Instrumental by Red Hot Chili Peppers

from the album Mother's Milk
- Released: August 16, 1989
- Recorded: November 1988 – March 1989
- Genre: Funk rock, alternative rock
- Length: 1:35 (original) 3:07 (2003 remaster)
- Label: EMI America
- Songwriter(s): Anthony Kiedis; Chad Smith; John Frusciante; Flea;
- Producer(s): Michael Beinhorn

= Pretty Little Ditty =

"Pretty Little Ditty" is an instrumental track by the American rock band Red Hot Chili Peppers. It is from their 1989 album Mother's Milk.
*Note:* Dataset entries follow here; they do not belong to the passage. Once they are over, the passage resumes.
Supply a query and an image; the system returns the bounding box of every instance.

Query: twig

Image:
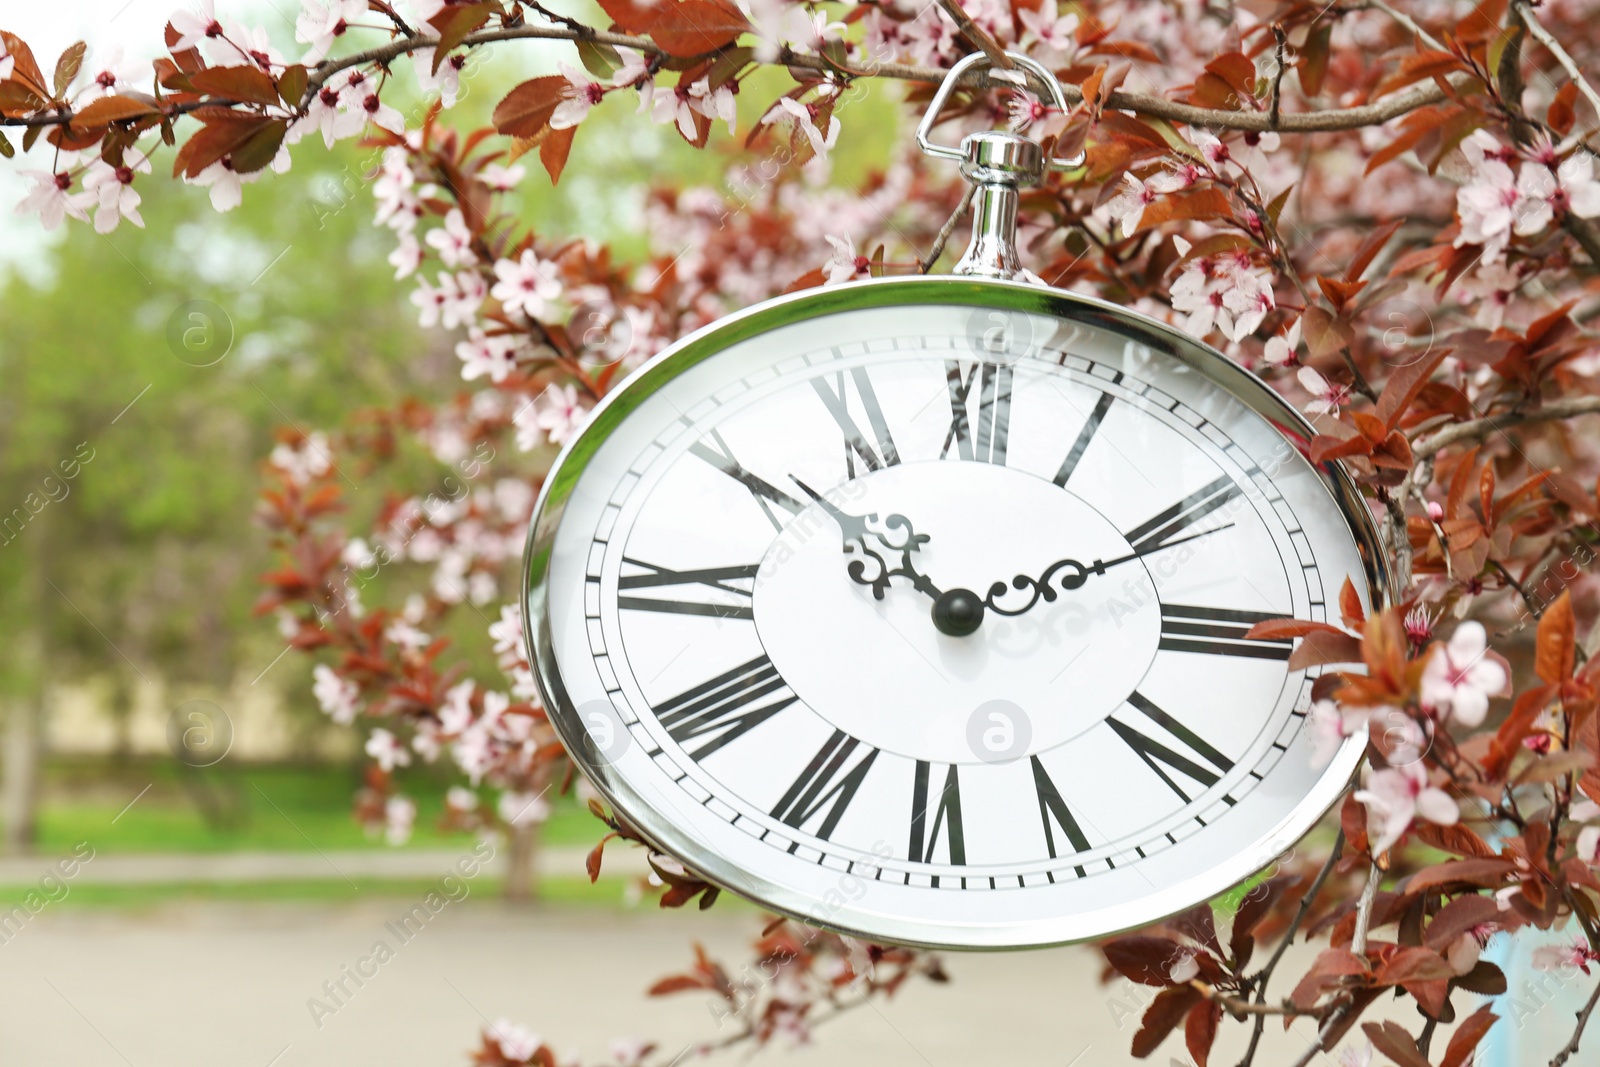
[1269,26,1287,130]
[1351,859,1382,955]
[920,184,976,273]
[1412,396,1600,459]
[935,0,1014,71]
[1368,0,1449,52]
[1517,1,1600,128]
[1552,978,1600,1067]
[1236,831,1345,1067]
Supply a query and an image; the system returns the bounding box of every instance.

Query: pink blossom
[14,170,91,231]
[1404,604,1435,645]
[1263,317,1301,366]
[1296,366,1349,417]
[764,96,840,162]
[1454,153,1527,262]
[312,665,361,725]
[688,79,737,135]
[357,91,407,137]
[365,727,412,772]
[612,48,654,109]
[269,432,332,484]
[413,47,466,106]
[1420,621,1508,727]
[652,83,700,140]
[823,235,869,285]
[552,63,607,130]
[425,208,477,267]
[488,1020,543,1064]
[1339,1042,1372,1067]
[480,162,526,192]
[443,271,486,329]
[169,0,225,55]
[455,328,521,383]
[1167,951,1199,983]
[297,0,366,63]
[1532,937,1600,975]
[1353,762,1458,856]
[1104,172,1180,238]
[1018,0,1079,65]
[1514,152,1600,234]
[1447,921,1497,973]
[388,232,422,279]
[288,84,363,148]
[534,382,588,446]
[1577,826,1600,866]
[446,786,477,812]
[1006,90,1047,133]
[491,249,564,319]
[82,45,141,99]
[384,795,417,845]
[82,149,151,234]
[1308,699,1370,766]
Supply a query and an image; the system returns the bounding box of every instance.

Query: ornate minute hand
[983,523,1237,618]
[790,478,942,603]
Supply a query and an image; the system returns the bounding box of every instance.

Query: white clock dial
[526,278,1388,949]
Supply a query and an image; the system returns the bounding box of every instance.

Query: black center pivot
[931,588,984,637]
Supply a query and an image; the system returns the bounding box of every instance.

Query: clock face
[525,278,1387,949]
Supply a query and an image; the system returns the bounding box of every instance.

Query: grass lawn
[35,756,601,855]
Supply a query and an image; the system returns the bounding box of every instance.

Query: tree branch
[1516,1,1600,129]
[1412,396,1600,459]
[0,26,1460,136]
[1552,978,1600,1067]
[935,0,1014,71]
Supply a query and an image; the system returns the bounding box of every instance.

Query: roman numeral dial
[689,429,804,532]
[908,761,966,880]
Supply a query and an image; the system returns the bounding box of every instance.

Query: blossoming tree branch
[8,0,1600,1062]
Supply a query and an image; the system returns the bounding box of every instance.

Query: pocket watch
[522,53,1391,949]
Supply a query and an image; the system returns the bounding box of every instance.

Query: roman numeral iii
[1159,604,1294,660]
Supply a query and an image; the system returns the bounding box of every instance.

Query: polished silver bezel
[522,275,1393,950]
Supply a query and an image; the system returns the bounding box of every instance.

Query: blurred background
[1,4,1568,1066]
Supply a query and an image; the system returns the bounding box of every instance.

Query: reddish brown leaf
[1549,82,1579,135]
[1184,999,1221,1067]
[1376,346,1450,431]
[1441,1005,1497,1067]
[278,64,308,107]
[492,75,567,138]
[1339,576,1367,629]
[1412,821,1496,858]
[648,0,750,57]
[69,94,159,127]
[1423,894,1500,951]
[429,2,493,69]
[647,974,711,995]
[1288,629,1365,670]
[1244,617,1350,640]
[0,31,51,100]
[1131,986,1201,1058]
[1373,50,1466,99]
[1103,935,1186,986]
[189,65,280,107]
[171,112,276,178]
[1536,590,1575,684]
[1376,946,1454,986]
[538,124,577,184]
[1405,858,1518,892]
[1299,22,1333,96]
[1133,186,1234,233]
[1362,1020,1431,1067]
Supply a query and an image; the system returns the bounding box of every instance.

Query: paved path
[0,845,645,887]
[0,897,1537,1067]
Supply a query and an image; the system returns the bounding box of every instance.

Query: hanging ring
[914,51,1086,170]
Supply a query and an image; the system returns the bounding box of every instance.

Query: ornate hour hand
[983,523,1237,618]
[791,478,942,605]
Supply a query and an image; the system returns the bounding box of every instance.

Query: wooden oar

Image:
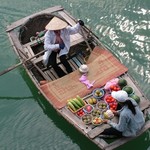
[83,25,99,40]
[80,26,93,52]
[0,49,46,76]
[17,48,50,80]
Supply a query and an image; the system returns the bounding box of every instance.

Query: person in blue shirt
[43,16,84,77]
[100,90,145,138]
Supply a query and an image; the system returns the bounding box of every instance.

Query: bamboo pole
[17,48,50,80]
[0,49,46,76]
[80,27,92,52]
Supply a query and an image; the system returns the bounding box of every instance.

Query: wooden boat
[5,6,150,150]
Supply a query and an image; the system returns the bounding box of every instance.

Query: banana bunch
[67,95,85,112]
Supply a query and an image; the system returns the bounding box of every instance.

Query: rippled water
[0,0,150,150]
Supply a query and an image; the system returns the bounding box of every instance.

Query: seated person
[43,16,84,77]
[100,90,145,138]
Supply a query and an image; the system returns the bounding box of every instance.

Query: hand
[59,43,65,49]
[111,110,118,115]
[78,20,84,26]
[102,119,108,124]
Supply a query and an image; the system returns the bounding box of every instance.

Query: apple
[86,105,92,112]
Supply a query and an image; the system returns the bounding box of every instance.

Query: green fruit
[70,99,81,109]
[118,78,127,87]
[103,112,109,119]
[92,98,97,104]
[67,102,76,111]
[130,94,140,103]
[123,86,133,94]
[76,95,85,106]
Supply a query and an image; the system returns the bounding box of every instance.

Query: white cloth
[43,23,81,66]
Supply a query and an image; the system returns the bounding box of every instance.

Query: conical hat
[45,17,68,30]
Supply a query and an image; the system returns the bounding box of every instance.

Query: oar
[83,25,99,40]
[80,26,93,52]
[0,49,46,76]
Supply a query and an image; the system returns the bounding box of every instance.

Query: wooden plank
[87,124,110,139]
[45,71,55,81]
[72,57,82,67]
[140,100,150,111]
[8,31,27,59]
[7,32,25,59]
[58,10,76,26]
[94,137,108,150]
[68,59,78,70]
[70,34,85,46]
[32,63,50,81]
[23,36,44,47]
[45,69,58,80]
[9,31,23,50]
[6,6,64,31]
[23,47,31,58]
[61,107,92,133]
[76,54,85,64]
[33,55,43,64]
[67,59,76,71]
[24,33,84,50]
[26,46,35,56]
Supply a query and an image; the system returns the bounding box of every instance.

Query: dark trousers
[100,127,122,138]
[47,51,73,77]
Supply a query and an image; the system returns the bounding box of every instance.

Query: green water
[0,0,150,150]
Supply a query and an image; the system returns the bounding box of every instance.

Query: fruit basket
[97,100,108,111]
[91,108,101,117]
[104,94,118,110]
[76,108,86,118]
[104,94,116,104]
[81,114,92,125]
[92,88,105,99]
[87,97,97,105]
[67,96,87,113]
[92,117,103,126]
[109,84,121,92]
[83,104,94,114]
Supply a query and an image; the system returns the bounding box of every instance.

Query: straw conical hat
[45,17,68,30]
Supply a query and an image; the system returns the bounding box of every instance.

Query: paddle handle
[0,49,46,76]
[0,62,22,76]
[80,27,92,52]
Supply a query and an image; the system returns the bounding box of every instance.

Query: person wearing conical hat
[99,90,145,138]
[43,16,84,77]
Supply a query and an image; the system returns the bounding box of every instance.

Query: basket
[92,88,105,99]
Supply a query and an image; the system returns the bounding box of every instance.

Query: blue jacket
[108,99,145,137]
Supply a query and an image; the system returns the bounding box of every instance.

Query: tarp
[40,46,128,109]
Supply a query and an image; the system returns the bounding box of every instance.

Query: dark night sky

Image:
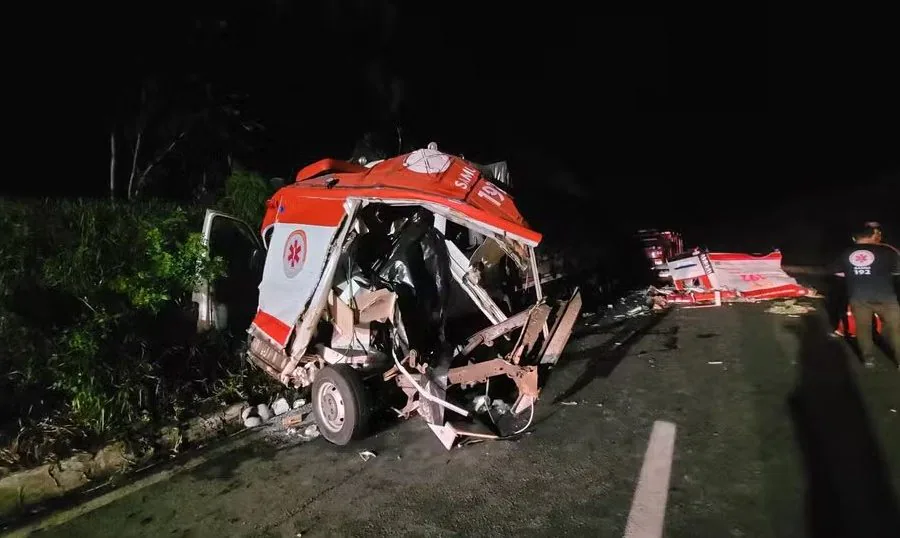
[27,3,900,241]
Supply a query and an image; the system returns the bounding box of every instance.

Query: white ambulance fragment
[663,250,815,304]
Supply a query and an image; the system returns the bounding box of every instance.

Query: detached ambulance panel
[707,252,810,299]
[667,250,812,301]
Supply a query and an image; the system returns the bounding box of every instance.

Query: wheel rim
[317,381,345,433]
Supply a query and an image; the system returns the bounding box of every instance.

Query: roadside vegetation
[0,169,279,470]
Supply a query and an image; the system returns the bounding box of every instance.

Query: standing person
[830,226,900,369]
[832,221,900,336]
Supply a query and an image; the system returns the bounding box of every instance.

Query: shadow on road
[787,314,900,538]
[551,311,669,404]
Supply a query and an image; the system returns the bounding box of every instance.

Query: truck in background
[636,229,684,279]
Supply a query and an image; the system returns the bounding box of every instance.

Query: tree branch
[126,129,143,200]
[127,85,149,200]
[109,130,116,200]
[132,131,187,198]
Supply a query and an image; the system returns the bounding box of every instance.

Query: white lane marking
[623,420,677,538]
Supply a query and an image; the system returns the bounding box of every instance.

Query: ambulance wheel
[312,365,370,445]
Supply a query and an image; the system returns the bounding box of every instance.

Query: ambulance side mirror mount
[250,248,265,273]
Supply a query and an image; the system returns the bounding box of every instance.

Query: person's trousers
[849,299,900,361]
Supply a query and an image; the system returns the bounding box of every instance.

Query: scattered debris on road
[259,405,320,448]
[281,413,305,429]
[580,287,668,331]
[765,299,816,316]
[358,450,377,462]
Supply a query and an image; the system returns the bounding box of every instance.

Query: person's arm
[884,243,900,274]
[826,257,845,277]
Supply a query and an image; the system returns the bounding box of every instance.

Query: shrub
[216,164,273,224]
[0,198,276,468]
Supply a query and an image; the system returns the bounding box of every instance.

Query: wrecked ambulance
[193,147,582,448]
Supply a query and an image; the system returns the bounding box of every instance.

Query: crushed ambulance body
[662,250,815,304]
[195,146,582,449]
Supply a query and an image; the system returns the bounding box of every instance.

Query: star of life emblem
[283,229,307,278]
[848,249,874,267]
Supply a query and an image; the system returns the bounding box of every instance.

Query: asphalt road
[27,301,900,537]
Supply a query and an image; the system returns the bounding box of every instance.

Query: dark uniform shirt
[830,243,900,301]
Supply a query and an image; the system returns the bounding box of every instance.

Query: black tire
[312,364,371,445]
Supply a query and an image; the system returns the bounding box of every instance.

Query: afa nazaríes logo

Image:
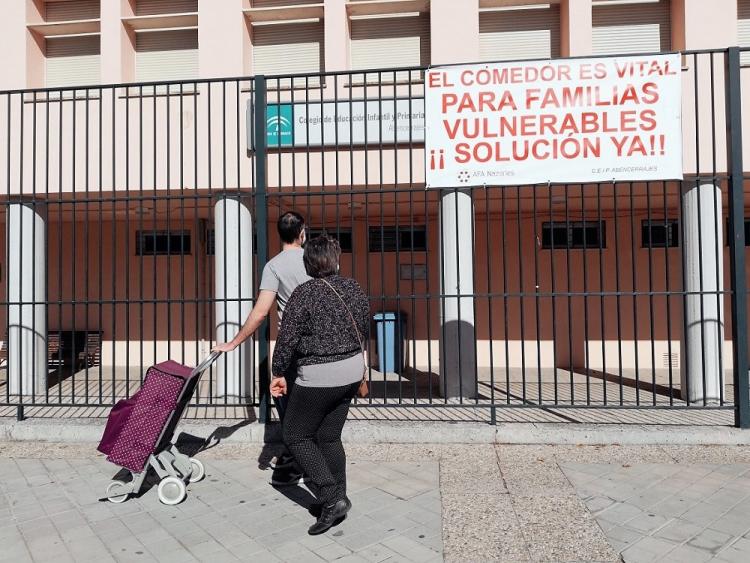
[266,104,294,147]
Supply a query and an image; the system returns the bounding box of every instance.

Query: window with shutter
[592,0,671,55]
[253,0,321,6]
[135,0,198,16]
[135,29,199,90]
[350,13,429,81]
[479,4,561,62]
[45,0,100,22]
[739,0,750,65]
[251,21,324,87]
[45,35,101,91]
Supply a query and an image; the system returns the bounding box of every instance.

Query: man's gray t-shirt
[259,247,310,322]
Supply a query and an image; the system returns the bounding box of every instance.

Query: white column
[214,197,253,399]
[439,190,477,399]
[681,182,724,403]
[7,203,47,396]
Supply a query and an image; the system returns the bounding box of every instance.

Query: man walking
[214,211,310,485]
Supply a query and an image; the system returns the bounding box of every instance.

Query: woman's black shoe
[308,499,350,535]
[270,467,310,486]
[309,496,351,518]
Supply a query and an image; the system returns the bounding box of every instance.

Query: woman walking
[270,235,370,535]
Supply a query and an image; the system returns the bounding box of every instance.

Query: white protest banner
[425,54,683,187]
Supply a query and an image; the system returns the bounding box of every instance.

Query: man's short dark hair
[303,235,341,278]
[277,211,305,244]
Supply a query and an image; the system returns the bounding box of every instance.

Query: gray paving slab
[564,462,750,563]
[0,455,442,563]
[9,440,750,562]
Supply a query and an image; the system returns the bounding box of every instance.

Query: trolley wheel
[106,480,130,504]
[189,458,205,483]
[157,476,186,506]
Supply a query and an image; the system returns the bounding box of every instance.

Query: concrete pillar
[439,190,477,399]
[199,0,249,78]
[672,0,737,50]
[0,0,43,90]
[324,0,349,72]
[431,0,478,395]
[430,0,479,64]
[7,203,47,396]
[100,0,135,83]
[681,182,724,403]
[214,197,253,399]
[561,0,592,57]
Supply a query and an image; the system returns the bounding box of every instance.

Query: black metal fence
[1,48,749,426]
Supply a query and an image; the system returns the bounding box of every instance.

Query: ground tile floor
[1,439,750,562]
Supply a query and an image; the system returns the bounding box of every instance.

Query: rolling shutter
[253,0,321,7]
[740,0,750,65]
[45,35,100,88]
[350,14,430,71]
[45,0,100,22]
[252,22,324,76]
[479,5,561,62]
[135,0,197,16]
[135,29,199,83]
[592,0,671,55]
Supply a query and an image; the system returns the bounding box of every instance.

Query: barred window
[369,226,427,252]
[136,231,191,255]
[541,222,606,249]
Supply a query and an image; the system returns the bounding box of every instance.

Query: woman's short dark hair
[277,211,305,244]
[303,235,341,278]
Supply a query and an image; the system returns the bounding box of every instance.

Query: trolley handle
[191,351,222,377]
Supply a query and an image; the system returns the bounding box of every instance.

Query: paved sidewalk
[2,437,750,562]
[565,462,750,562]
[0,453,442,562]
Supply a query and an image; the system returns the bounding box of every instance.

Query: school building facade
[1,0,750,422]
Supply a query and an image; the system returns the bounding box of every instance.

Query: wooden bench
[78,331,102,369]
[0,330,99,369]
[1,332,60,365]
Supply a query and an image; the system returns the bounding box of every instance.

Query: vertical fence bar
[709,53,725,406]
[548,185,559,405]
[726,47,749,428]
[533,184,542,404]
[5,94,11,411]
[44,92,50,407]
[138,85,144,387]
[613,181,625,405]
[253,76,270,423]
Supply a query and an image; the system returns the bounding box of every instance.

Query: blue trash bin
[373,312,406,374]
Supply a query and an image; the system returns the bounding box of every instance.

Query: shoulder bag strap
[320,278,365,354]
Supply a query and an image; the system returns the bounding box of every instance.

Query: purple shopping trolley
[98,352,220,505]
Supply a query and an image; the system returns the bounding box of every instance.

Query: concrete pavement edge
[1,417,750,445]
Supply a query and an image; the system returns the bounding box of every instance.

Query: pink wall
[0,2,747,197]
[1,0,744,90]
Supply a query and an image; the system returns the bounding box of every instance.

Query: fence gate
[0,49,748,426]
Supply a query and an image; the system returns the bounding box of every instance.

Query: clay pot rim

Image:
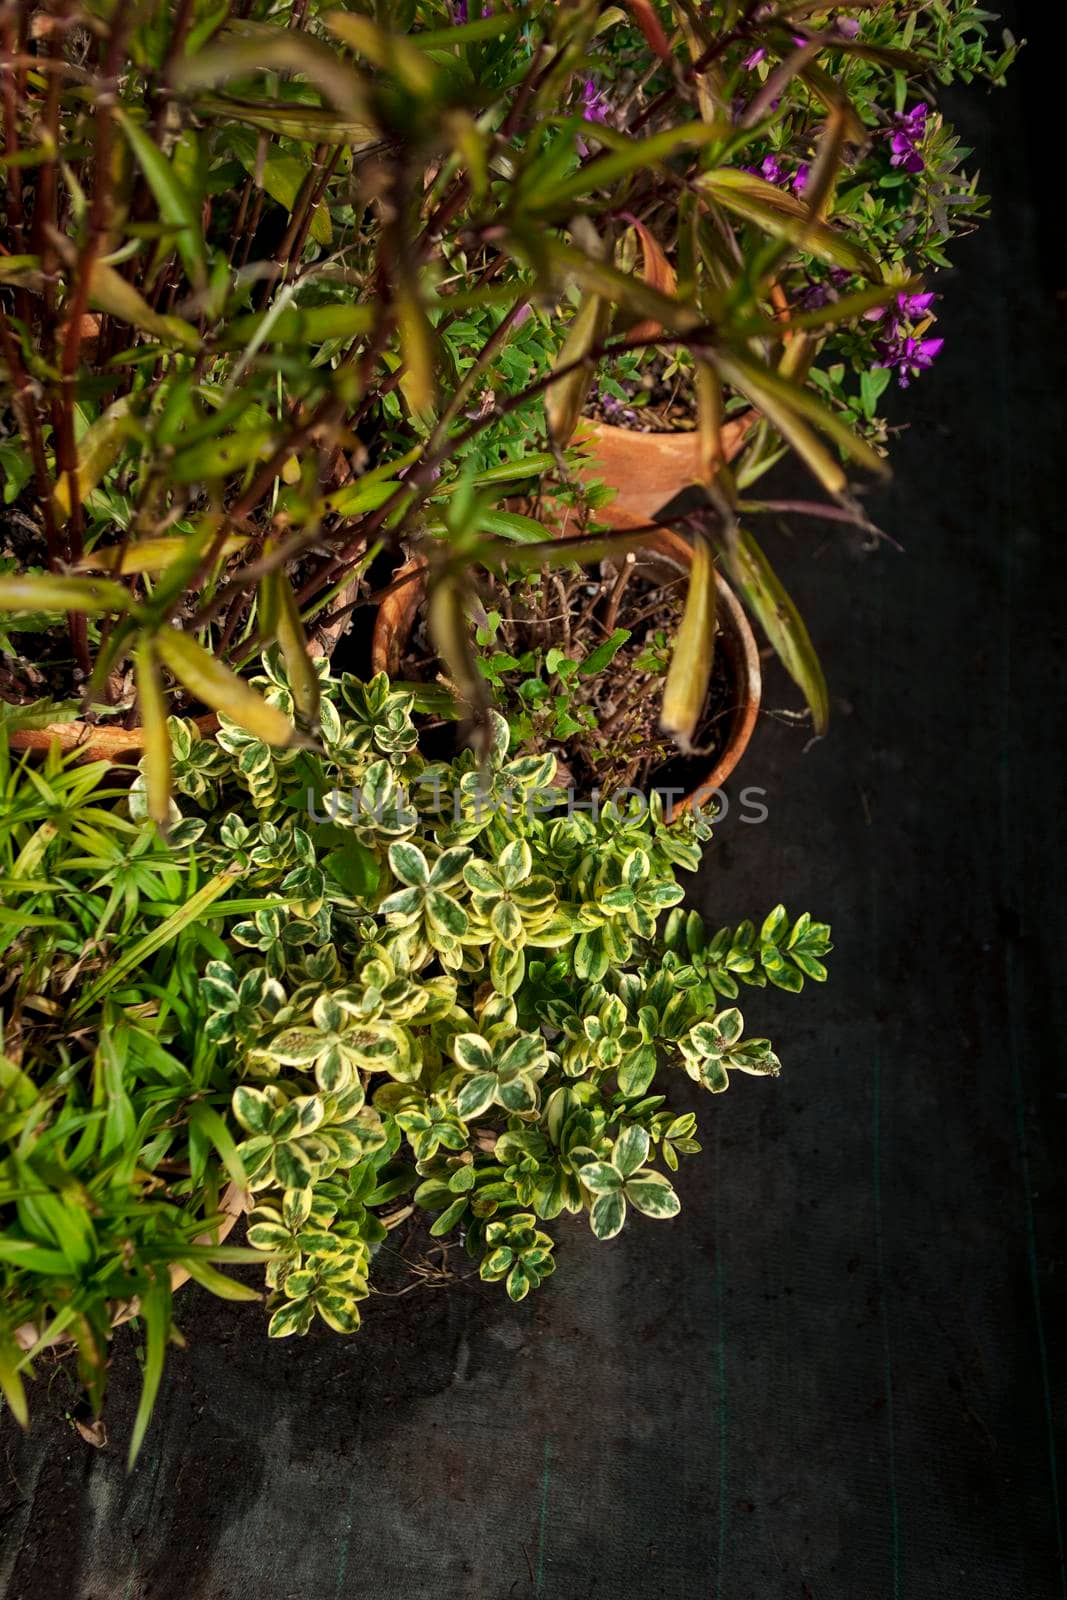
[6,710,218,763]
Recognized as one of the best examples of the eclecticism the band experimented with in this album, the track was written by guitarist John Frusciante and bassist Flea.

It is one of the few tracks on the album not to feature any guitar layering; music journalist Jeff Apter described the song as "a dreamy, sweetly stoned instrumental featured deft picking and strumming from Frusciante, intertwined with blasts of trumpet from Flea".

==Impact and legacy==
In 1999, part of the second segment of the instrumental track was sampled by rap rock band Crazy Town for their single "Butterfly", featuring additional lyrics by the members of the band. The single sold 6 million copies worldwide. "Butterfly" itself, and the associated musical segment, was sampled by Gayle and featured on Barbie the Album, on the track "Butterflies".

"Pretty Little Ditty" was also sampled on the August 2020 track "Ain't It Different" by British rappers Headie One, AJ Tracey and Stormzy.